With a new Michelin star in hand, chefs Amanda Shulman and Alex Kemp open another restaurant
The new Pine Street Grill is aimed at the Fitler Square neighborhood.

Chefs Amanda Shulman and Alex Kemp have each built distinct destination restaurants — the newly Michelin-starred Her Place Supper Club and My Loup. This week, they opened one together.
Pine Street Grill, across from Fitler Square at 23rd and Pine Streets, is their take on a neighborhood restaurant. It’s a comfortable, restrained setting with white stamped-metal ceiling, Streamline Moderne-style schoolhouse light fixtures, white walls, and a long bar running through the narrow space. The two single-occupancy restrooms are intentionally contrasting: One is entirely pink, while the other is a tribute to the Sixers, from the photo-collage wallpaper down to the “Smells Like a Sixers Win” candle on the toilet tank and basketball-shaped soap dispenser on the sink.

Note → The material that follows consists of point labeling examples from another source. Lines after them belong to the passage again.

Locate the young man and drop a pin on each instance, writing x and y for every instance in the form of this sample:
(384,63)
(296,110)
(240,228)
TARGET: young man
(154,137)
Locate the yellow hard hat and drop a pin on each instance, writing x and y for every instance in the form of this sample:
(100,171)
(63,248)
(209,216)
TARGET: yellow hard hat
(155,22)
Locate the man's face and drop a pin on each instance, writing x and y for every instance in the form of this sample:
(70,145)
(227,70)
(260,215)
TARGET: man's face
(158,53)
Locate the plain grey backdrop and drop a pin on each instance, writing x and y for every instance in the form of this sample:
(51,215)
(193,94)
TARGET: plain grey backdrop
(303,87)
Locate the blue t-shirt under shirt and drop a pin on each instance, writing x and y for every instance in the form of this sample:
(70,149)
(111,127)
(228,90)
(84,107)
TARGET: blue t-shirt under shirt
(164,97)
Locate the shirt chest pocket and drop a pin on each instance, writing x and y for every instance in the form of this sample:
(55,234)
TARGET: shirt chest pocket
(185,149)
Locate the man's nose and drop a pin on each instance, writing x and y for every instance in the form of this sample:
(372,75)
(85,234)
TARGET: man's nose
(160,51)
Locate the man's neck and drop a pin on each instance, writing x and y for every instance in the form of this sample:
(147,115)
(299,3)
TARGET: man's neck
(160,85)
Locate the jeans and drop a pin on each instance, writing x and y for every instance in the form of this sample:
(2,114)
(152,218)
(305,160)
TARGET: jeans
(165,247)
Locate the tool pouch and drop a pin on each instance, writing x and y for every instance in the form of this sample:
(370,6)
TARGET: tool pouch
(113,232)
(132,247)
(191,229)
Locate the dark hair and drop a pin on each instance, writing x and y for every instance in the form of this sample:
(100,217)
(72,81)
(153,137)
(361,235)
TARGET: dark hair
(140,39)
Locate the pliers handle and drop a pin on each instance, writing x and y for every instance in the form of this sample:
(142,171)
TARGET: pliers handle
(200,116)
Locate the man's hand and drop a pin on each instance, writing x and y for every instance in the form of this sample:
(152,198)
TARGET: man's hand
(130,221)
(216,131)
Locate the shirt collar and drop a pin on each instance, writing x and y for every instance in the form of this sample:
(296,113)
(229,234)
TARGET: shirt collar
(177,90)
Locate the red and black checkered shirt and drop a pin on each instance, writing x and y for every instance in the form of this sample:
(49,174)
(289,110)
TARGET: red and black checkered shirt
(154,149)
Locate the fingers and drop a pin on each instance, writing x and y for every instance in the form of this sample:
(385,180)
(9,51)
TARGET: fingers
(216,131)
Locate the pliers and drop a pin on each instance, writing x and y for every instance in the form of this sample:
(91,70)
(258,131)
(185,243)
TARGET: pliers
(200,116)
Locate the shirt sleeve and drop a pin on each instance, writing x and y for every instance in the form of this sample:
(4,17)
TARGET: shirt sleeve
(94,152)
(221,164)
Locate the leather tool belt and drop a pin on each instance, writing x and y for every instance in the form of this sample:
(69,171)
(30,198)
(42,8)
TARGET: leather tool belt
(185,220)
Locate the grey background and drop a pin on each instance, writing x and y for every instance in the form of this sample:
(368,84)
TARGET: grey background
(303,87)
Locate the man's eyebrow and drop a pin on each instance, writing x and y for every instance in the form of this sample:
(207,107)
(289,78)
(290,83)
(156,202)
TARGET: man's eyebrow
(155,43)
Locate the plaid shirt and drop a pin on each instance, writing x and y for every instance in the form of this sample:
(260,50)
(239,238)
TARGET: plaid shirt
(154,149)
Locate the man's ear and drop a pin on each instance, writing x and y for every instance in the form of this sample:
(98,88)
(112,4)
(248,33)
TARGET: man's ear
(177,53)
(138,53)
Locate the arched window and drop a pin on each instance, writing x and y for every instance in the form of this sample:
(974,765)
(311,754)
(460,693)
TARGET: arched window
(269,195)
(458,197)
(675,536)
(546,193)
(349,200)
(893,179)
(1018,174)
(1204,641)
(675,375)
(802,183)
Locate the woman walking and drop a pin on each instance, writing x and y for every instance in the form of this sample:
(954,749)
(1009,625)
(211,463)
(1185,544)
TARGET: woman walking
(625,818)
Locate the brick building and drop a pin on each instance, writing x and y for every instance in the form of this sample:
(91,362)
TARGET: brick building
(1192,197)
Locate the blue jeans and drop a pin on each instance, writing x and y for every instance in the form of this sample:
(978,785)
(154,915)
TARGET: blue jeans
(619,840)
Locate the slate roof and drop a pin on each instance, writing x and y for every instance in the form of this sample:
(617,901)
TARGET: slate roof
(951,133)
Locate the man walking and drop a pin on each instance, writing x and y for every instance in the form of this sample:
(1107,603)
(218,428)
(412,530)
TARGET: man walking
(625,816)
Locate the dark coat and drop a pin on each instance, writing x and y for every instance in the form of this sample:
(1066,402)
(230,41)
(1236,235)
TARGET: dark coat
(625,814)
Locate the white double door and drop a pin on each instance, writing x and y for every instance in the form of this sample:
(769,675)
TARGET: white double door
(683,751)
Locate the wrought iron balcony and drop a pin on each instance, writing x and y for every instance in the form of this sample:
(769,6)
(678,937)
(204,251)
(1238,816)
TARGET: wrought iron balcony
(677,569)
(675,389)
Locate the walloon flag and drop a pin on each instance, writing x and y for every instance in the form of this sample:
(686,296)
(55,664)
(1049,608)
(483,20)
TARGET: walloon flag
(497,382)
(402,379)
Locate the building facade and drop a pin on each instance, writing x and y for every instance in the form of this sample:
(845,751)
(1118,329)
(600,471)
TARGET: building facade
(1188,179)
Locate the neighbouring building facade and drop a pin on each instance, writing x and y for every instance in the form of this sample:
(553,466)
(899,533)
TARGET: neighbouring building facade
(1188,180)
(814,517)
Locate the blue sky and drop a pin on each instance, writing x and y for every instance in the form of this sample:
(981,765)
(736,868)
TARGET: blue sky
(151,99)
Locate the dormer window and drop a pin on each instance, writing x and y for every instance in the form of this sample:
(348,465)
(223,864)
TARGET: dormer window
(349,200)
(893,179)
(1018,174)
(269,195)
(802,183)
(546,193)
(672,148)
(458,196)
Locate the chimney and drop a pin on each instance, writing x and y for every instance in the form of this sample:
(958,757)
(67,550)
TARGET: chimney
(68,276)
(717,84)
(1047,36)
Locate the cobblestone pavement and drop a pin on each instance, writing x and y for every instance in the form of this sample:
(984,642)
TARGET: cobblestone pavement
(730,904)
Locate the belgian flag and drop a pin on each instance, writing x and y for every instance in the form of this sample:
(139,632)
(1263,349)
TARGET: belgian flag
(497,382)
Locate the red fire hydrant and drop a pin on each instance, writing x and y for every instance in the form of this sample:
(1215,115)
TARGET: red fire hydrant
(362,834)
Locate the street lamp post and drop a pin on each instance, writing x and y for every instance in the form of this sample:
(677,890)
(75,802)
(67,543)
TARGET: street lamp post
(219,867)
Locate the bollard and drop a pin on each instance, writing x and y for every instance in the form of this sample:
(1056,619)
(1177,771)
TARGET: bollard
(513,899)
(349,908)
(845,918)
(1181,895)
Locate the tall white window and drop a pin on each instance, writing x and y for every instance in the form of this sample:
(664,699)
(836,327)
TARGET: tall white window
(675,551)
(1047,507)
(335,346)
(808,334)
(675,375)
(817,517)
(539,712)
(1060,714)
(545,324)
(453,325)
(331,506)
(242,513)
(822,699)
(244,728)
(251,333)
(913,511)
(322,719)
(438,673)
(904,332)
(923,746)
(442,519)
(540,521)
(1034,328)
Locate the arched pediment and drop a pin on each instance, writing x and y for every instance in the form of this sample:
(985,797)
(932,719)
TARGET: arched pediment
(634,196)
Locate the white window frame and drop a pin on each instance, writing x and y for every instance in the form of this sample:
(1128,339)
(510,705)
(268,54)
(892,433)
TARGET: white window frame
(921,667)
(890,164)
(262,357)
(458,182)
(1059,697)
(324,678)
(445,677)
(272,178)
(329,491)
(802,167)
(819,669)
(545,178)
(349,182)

Fitler Square-based contractor Kaman Global built the restaurant, with Philadelphia firm Canno Design consulting.
The menu, by Shulman, Kemp, and chef de cuisine Jonathan Rodriguez, is timeless American. For starters, there’s a snack plate of mortadella-stuffed cherry peppers, olives, and spelt crackers ($11); shrimp Louie served in little gem lettuce cups with avocado and pickled onion ($16); wings in brown-butter hot sauce with Stilton blue cheese ($14); and a small soft pretzel with hollandaise mustard ($10). There also are Philly Balls, croquettes filled with roast pork, provolone, broccoli rabe, and spicy relish ($12 for two) that previously appeared on My Loup’s opening menu.
Sandwiches include a turkey club with maple bacon on multigrain ($16) and a signature double dry-aged smashburger with Cooper Sharp and onion condiment on a seeded milk bun ($22).
There’s a chopped Greek salad with Persian cucumbers, marinated feta, tomato, red onion, and oregano ($15) and a root-vegetable salad with chicories, aged cheddar, cranberries, and praline vinaigrette ($16). Entrées include hanger steak with pot-roast jus ($30); half a rotisserie chicken with gravy ($28); grilled salmon with piccata and spinach ($27); and eggplant Parmesan ($26).
Desserts include a nut-free carrot cake ($13) with rum raisins, carrot jam, and cream-cheese mousse; sourdough chocolate-chip cookie skillet ($12) with vanilla ice cream — the same cookie Shulman serves at Her Place; and a sundae ($14) of malted-milk ice cream with brownie bites, spiced walnuts, hot fudge, and a cherry.
There’s even a children’s menu, dubbed Belle’s Bites, after their daughter’s middle name: $10 each for nuggets and fries, grilled cheese, crudités and ranch, and red or white shells.
The late-night special for grown-ups, offered from 9:30 to 10:30 p.m., is any draft beer and the burger.
Jillian Moore, bar director of My Loup and bar consultant for the group, developed a cocktail list that includes a freezer martini made with local vermouth, a John Daly cocktail (a boozy Arnold Palmer) on draft, and Irish coffee. There’s Guinness, Strongbow cider, and birch beer on tap.
Nicole Sullivan, Her Place’s beverage director, set up the wine list, which draws inspiration from European tavern culture. General manager Allyson Allen has worked with Shulman and the couple’s Libbie Loup group for several years, including at Her Place and Amourette, their 2024 summer pop-up.
Pine Street Grill’s corner space has had a busy history: It housed Stix, a vegetarian restaurant, from 1997 to 1999; a location of Dmitri’s from 1999 to 2014; a branch of wine bar Tria from 2015 to 2017; and most recently Cotoletta, which closed last year after a five-year run.
Shulman, a Connecticut native and Vetri alumna, burst onto the Philadelphia dining scene in 2021 with Her Place, offering versions of the homespun dinner parties she hosted in her student apartment at Penn. She and Kemp opened My Loup in 2023, three months before their wedding. Shulman has received multiple James Beard Award nominations, including Emerging Chef nominations in 2022 and 2023 and Best Chef Mid-Atlantic in 2025. Kemp, who is Canadian-born, previously worked at Montreal’s Joe Beef and New York’s Eleven Madison Park. The couple met at Momofuku Ko in New York.
Pine Street Grill, 2227 Pine St., no phone, pinestreetgrill.com. Hours: 4 to 11 p.m. Wednesday to Monday; kitchen closes at 10:30 p.m. Half of the dining room is reservable via OpenTable for parties of up to eight; remaining tables are held for walk-ins. Happy hour: 4 to 6 p.m. weekdays, with a discounted food menu and $2 off draft beverages.